Before starting a lawsuit, an individual must give 60 day notice of their intent to sue to the alleged violator, the U.S. Environmental Protection Agency (EPA) and the local delegated enforcement agency (such as the Washington State Department of Ecology in Washington state.) Such notice is provided via a letter commonly referred to as a “60 Day Notice Letter”.


If the dispute has not been settled within the 60 day notice period, they may then file a “complaint”. The Complaint is the formal legal document that constitutes the filing of the lawsuit. The complaint sets out the facts and legal reasons for filing the lawsuit and names the person or group as the “plaintiff” and the polluter as the “defendant”. Complaints are a matter of public record.

Ongoing Violations
The CWA does not confer jurisdiction on federal courts to entertain citizen suits to enforce against “wholly past violations.” Violations must be “ongoing” at time lawsuit is started. Thus, Soundkeeper’s lawsuits are not based on one-time accidental incidents or pollution discharges that have already been corrected or cleaned up.

Resolution of a Lawsuit

Most CWA lawsuits are resolved with a negotiated agreement. A Consent Decree is a stipulated settlement that is signed by both parties, entered with the Court and enforceable as a Court order. A Settlement Agreement is an out-of-court agreement signed by both parties and enforceable as a contract. In these settlements, Soundkeeper seeks three components:

1. Compliance: The main objective of every Soundkeeper CWA lawsuit is to reduce the facility’s discharge of pollutants to Puget Sound. This is accomplished by the facility agreeing to undertake certain onsite improvements called “best management practices” (BMPs). BMPs range from operational and structural changes to the installation of advanced stormwater treatment systems. Source control BMPs include things like regular sweeping, proper storage of hazardous substances and other basic housekeeping measures. When housekeeping measures are not enough, the facility will be required to install a treatment system that removes up to 99% of the pollutants from their stormwater before discharge to local waterways.
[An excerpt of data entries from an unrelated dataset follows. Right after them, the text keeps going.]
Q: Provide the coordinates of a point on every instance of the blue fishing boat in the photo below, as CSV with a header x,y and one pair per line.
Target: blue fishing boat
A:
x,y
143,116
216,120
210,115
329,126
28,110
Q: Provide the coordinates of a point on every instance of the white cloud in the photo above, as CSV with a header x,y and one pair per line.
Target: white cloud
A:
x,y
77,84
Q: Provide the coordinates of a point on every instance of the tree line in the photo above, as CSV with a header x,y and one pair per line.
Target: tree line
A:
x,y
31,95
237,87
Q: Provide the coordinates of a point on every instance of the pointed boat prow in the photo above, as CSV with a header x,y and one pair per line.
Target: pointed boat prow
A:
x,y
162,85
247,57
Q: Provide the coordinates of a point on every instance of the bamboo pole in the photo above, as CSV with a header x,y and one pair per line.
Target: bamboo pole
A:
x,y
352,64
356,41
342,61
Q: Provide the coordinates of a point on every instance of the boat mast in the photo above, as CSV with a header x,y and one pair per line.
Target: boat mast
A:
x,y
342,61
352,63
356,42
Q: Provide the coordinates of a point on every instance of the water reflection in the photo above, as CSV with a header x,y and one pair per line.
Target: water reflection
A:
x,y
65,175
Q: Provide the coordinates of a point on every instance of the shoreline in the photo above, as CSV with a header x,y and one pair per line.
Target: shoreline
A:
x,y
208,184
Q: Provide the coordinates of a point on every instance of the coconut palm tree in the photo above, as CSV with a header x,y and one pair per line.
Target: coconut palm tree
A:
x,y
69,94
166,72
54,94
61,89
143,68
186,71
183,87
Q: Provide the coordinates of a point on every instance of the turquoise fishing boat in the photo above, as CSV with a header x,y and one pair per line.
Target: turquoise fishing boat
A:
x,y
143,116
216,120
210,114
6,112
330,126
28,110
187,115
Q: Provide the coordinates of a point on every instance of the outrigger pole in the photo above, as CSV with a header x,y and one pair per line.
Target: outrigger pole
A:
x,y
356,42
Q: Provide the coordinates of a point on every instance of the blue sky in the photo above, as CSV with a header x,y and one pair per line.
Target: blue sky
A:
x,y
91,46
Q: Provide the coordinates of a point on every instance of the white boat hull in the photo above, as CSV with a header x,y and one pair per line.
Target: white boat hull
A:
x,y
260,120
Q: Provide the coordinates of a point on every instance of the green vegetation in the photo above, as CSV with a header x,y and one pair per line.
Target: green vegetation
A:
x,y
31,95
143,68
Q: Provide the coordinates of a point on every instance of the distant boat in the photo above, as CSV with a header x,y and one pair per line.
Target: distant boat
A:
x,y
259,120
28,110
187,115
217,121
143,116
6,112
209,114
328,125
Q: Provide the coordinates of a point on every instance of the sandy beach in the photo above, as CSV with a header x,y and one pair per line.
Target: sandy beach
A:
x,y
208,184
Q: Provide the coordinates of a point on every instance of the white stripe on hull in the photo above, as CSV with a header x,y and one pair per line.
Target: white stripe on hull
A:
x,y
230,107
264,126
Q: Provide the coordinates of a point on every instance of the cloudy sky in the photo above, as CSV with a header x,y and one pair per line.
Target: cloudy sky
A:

2. Penalty: The CWA provides for penalties of up to $37,500 per violation, per day. Penalties that result from a Court judgment go to the U.S. Treasury. However, if a settlement occurs, Courts are willing to allow the parties to send that money to local third party recipients to spend on environmental benefit projects in the affected watershed. In the interest of keeping this money in Puget Sound, all of Soundkeeper’s lawsuits to date have ended in settlement. As part of those settlements, the polluter pays the penalty directly to the third party who, in turn, spends the money on projects that restore and benefit Puget Sound.

In determining civil penalties, the court will consider the following:

  •      seriousness of the violation
  •      economic benefit derived as a result of the violations
  •      good-faith efforts to achieve compliance
  •      economic impacts on violator
  •      such other matters as justice may require

3. Attorney’s Fees and Costs: The CWA also provides for the recovery of the costs of litigation. This includes reasonable attorney’s fees and expert witness fees.